Variable coherence model for free-electron laser pulses

TL;DR

The paper presents the variable coherence model (VCM) for simulating FEL pulses, enabling continuous control over pulse noise characteristics while maintaining fixed average parameters, through systematic statistical analysis.

Contribution

It introduces a novel VCM that allows adjustable coherence width in FEL pulse simulations, extending prior models with continuous noise control capabilities.

Findings

VCM can generate FEL pulses from maximally random to fully coherent.

Statistical analyses show how coherence width affects sub-pulse properties.
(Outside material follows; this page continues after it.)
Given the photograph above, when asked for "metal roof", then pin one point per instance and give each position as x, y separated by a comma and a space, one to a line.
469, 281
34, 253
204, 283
Application to absorption simulation demonstrates VCM's practical relevance.

Abstract

We introduce the variable coherence model (VCM) for simulating free-electron laser (FEL) pulses generated through self-amplified spontaneous emission. Building on the established partial coherence model of [T. Pfeifer et. al, Opt. Lett. 35, 3441 (2010)], we demonstrate that the implementation of a variable coherence width allows for continuous control over the pulses' characteristic noise, while keeping the average pulse parameters such as the bandwidth fixed. We demonstrate this through systematic statistical analyses of the intensity and number of sub-pulses in VCM pulses, in both time and frequency. In particular, we analyze how the sub-pulse statistics are affected by the coherence width parameter. We perform our analyses across three distinct regimes of FEL parameters and demonstrate how the VCM can generate pulses that range from maximally random to fully coherent. Finally, we illustrate the effect of the VCM variable coherence width on an absorption simulation.